Segregation and freedom: please share your story
I am a Jewish Brazilian legal american resident. I come from a long lineage of extremely hard working, strong survivors from Eastern Europe. My dad flee communist Hungary with his parents when he was 7 years old. They went to Brazil looking for the land of opportunity, and peace. My mom, born in extreme poverty in Poland, also flee that communist country with her parents and two sisters, at age 13 (photo above is my mom to the right and her two sisters). They chose Brazil because there they had the only relatives that were still alive, after World War II.
I was born in Brazil and learned from a young age that segregation creates more of the same. The Jewish community in Sao Paulo, of roughly 200,000 when I lived there (a small fraction of the 20 million Sao Paulo inhabitants) kept non-Jews out and casted the ones in the community who married outside the religion. And, there was within the community segregation because of social status. Because I lived in a poor part of the city, I was casted out too. Have you read The Bluest Eye by Toni Morrison? In sum, this powerful book is a reflection on the deep, and almost too subtle layers of segregation that exists within same races. It isn’t just about being a certain race – being ugly, poor and physically disabled sets us apart from others too. The point is, that regardless of the religion or color we were born into, we are still largely responsible for how we create, or enable segregation.

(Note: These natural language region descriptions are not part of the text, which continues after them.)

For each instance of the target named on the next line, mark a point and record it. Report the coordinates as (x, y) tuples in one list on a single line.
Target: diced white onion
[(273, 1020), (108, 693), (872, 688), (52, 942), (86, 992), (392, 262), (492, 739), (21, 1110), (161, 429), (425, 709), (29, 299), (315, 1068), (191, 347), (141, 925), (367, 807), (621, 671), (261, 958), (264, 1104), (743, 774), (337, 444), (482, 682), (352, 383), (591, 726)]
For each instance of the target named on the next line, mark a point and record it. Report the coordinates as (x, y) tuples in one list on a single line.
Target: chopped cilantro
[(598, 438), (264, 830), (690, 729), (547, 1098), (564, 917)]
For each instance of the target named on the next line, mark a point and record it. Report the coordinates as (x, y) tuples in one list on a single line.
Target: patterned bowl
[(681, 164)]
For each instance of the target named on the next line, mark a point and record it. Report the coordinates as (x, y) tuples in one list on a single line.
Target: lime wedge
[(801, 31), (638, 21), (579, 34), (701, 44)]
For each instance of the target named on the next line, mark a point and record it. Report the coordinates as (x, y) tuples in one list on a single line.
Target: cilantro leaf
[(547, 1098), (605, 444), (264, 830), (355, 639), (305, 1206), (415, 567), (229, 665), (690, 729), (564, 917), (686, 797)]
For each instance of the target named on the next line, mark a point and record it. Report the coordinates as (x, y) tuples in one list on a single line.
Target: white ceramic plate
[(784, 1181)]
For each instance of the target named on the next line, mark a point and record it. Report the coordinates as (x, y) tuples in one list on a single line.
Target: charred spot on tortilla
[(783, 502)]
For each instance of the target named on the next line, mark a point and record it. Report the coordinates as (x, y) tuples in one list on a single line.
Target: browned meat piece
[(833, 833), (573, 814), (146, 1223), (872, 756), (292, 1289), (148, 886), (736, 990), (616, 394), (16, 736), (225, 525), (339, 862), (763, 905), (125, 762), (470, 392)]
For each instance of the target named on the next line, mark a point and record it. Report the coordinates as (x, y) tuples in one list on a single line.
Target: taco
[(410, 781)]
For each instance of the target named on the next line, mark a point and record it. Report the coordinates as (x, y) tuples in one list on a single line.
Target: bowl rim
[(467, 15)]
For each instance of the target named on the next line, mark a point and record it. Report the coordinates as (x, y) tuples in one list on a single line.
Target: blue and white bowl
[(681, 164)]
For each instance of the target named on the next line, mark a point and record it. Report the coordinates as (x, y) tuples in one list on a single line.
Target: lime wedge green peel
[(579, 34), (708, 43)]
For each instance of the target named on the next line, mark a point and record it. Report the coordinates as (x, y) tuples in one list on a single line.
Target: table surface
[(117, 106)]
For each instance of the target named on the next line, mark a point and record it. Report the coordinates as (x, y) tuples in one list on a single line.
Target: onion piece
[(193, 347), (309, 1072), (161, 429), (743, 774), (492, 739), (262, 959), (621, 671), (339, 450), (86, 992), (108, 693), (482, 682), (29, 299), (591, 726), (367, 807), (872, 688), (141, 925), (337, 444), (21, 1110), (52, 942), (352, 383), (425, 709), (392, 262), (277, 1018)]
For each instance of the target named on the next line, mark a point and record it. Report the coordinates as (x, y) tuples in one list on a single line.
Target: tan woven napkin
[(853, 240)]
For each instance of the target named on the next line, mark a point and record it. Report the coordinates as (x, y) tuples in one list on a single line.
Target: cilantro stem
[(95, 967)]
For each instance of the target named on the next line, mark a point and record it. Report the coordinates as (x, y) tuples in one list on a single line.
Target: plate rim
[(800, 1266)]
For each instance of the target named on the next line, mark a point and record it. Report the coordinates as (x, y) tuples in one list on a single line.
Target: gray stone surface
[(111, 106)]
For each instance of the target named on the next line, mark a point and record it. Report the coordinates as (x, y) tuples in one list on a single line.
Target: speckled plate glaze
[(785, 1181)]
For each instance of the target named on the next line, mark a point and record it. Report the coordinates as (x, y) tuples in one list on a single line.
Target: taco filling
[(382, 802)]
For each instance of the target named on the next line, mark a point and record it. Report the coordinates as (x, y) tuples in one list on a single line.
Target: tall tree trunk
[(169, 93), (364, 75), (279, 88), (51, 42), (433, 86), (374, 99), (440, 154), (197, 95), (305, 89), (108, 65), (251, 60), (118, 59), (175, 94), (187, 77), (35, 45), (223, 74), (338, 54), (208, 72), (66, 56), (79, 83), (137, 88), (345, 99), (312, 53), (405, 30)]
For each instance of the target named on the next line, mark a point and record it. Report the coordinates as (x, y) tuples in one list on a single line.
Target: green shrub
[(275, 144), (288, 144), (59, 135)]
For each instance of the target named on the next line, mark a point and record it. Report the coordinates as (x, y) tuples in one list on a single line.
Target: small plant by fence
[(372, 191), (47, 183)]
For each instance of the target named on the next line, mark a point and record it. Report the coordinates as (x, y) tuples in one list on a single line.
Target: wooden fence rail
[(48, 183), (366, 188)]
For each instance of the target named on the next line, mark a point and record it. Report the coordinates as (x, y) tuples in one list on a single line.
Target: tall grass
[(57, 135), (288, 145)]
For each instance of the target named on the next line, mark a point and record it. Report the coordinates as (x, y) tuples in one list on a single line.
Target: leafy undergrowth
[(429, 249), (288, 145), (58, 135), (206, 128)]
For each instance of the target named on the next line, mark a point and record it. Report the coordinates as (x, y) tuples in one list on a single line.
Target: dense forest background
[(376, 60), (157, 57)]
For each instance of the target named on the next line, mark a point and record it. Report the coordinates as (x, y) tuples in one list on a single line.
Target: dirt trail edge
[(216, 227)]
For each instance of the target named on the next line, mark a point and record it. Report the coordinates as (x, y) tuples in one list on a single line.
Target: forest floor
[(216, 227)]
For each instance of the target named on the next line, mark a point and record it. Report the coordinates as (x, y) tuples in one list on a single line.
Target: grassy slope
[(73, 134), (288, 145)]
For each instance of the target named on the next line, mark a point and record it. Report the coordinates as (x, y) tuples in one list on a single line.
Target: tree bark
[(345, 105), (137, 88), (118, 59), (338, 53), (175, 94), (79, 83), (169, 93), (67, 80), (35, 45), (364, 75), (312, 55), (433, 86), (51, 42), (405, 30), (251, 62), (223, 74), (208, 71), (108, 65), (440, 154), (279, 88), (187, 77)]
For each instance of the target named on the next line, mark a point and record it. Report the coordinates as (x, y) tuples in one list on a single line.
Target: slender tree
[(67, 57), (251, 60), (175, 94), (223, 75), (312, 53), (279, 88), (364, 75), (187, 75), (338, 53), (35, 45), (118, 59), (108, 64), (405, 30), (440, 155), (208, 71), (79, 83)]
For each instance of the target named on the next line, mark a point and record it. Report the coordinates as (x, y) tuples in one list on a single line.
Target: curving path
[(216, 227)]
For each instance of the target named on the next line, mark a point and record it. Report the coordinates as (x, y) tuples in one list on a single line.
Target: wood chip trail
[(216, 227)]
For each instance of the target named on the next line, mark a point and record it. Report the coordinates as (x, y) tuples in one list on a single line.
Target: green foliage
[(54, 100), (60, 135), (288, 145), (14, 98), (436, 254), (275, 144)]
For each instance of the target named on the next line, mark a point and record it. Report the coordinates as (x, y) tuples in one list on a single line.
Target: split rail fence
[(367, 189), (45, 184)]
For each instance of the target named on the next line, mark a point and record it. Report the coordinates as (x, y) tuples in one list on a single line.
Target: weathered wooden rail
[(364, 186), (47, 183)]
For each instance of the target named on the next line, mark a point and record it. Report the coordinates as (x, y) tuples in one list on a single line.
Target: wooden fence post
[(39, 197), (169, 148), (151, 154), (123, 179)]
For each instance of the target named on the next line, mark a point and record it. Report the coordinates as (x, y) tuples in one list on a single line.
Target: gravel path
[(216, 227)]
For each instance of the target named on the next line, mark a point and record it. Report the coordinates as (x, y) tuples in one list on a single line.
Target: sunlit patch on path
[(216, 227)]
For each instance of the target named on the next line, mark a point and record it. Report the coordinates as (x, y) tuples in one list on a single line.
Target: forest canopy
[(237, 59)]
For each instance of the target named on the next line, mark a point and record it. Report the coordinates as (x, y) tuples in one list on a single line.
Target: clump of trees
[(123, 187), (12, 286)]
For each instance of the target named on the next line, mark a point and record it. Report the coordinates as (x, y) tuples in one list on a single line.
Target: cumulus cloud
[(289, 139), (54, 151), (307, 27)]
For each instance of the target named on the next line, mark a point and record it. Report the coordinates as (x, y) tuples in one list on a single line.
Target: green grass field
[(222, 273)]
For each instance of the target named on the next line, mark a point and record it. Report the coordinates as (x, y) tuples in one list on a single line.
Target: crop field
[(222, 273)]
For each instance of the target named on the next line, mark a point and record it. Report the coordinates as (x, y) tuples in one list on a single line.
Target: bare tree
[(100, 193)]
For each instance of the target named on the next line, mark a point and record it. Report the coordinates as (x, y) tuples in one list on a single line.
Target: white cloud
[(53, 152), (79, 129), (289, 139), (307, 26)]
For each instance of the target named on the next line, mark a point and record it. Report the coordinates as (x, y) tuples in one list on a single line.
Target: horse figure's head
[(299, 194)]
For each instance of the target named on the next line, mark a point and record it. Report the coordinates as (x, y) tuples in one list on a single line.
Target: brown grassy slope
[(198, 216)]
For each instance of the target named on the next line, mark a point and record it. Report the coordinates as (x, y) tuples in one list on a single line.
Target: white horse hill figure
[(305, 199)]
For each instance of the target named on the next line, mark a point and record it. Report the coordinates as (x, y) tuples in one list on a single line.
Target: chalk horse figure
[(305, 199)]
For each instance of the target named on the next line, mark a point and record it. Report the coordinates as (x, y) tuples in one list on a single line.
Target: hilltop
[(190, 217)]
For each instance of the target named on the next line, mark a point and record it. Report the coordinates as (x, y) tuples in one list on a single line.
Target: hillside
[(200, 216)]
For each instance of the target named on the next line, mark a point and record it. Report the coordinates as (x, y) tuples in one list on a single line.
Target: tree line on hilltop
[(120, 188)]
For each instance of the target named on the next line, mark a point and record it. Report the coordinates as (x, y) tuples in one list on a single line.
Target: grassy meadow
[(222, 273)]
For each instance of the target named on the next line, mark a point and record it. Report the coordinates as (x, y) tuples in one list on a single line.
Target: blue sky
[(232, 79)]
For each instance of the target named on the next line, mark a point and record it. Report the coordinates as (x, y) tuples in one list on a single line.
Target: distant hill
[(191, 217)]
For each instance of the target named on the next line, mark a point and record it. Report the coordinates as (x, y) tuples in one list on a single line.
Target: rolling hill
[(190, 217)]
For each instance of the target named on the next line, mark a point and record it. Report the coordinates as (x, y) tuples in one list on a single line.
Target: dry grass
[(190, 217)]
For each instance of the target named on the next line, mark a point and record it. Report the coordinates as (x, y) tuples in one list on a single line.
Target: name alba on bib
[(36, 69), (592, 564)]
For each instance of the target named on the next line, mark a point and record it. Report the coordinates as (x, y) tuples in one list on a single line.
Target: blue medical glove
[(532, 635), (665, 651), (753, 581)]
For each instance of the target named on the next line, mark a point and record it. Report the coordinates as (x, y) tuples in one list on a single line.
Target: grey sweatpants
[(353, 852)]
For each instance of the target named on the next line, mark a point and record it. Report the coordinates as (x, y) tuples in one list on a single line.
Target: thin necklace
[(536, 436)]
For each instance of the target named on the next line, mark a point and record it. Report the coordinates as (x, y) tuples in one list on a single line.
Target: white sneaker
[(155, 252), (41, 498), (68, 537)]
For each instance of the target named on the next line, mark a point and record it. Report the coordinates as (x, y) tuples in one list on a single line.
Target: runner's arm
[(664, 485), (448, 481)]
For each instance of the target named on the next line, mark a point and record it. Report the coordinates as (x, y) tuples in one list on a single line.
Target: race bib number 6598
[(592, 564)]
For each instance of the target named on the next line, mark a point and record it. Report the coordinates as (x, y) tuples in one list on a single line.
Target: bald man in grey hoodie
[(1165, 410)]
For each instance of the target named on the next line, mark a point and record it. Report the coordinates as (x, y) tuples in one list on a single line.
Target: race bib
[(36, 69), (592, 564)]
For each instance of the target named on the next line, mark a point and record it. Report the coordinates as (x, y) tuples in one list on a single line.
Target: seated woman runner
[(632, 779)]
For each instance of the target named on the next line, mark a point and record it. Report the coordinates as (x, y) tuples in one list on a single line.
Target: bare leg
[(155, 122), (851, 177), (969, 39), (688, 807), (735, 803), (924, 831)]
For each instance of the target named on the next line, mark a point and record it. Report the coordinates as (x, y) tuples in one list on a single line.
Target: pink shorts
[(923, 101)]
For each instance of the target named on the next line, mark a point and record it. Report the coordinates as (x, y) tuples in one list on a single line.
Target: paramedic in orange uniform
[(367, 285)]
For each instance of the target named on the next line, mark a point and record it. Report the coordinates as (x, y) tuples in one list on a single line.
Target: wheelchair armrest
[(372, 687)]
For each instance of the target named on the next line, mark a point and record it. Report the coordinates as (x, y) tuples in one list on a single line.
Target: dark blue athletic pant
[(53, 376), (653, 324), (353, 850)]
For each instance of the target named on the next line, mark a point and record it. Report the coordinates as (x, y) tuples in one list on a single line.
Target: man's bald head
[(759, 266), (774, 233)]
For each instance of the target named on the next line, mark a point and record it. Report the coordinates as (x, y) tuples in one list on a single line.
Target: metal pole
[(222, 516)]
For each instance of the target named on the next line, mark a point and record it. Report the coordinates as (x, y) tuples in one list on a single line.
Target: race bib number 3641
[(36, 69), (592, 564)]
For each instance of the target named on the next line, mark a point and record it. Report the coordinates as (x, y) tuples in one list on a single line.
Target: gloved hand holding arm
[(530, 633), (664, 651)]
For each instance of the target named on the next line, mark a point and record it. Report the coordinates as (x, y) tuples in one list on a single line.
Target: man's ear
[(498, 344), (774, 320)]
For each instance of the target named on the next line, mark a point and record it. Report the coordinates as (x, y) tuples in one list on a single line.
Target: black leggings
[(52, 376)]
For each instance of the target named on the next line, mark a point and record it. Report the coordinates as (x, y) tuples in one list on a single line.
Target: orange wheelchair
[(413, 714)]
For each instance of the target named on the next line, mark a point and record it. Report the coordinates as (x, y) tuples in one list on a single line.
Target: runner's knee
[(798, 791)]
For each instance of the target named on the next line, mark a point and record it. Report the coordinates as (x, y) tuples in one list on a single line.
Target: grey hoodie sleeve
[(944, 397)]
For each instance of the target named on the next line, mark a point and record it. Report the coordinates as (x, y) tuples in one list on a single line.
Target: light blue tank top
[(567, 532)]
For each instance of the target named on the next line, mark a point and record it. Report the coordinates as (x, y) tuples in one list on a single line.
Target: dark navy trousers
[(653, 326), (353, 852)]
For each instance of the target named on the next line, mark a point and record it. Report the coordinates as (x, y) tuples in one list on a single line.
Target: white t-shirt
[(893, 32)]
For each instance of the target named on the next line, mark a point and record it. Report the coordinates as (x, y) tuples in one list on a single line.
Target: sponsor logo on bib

I came to the US with a dream – dreaming of TRUE freedom. I dreamt of freedom of expression, non-judgement, inclusiveness, peace. And, like many 18 year old immigrant, I had to work twice as hard to get into the best schools, and graduate with honors. I saw first hand at home that being an immigrant has its challenges, and that if we want to make it work, we have to work hard. I chose a safe career path, as an engineer and architect, and after close to 16 years, I was given my green card, based on my career and achievements. That search for freedom took years off my life. Every step of the way, every new Visa request, every new application toward the Green Card would bring a deep wave of emotions – what if I am not allowed in anymore? I would stress every time I left the US, even with all my papers in order, taxes paid on time, and great resume, I felt largely dependent on immigration officers at the border, deciding on my fait. I also saw first hand that by being white, blond and blue eyed I was rarely sent to the immigration rooms at airports, but saw many sent there, with like papers, but different looks.
What is freedom to you?
Freedom to me is being able to come and go. Is being able to choose a career and make a living doing what I love. Freedom is also being of service, and today, to me, freedom is setting an example of non-judgement and inclusiveness to my daughter, and the next generation.
I am writing a small piece of my own story and I am urging others to do the same. No one is purely American. We all got here from some place. Some of us are here for a few generations, others, like me, are the first to arrive. But I think that we can all agree, what makes this country amazing is its diversity. And, what most of us have come here to find, is FREEDOM.
Let’s rise together so that neither of these two things, diversity and freedom, gets robed from anyone of us.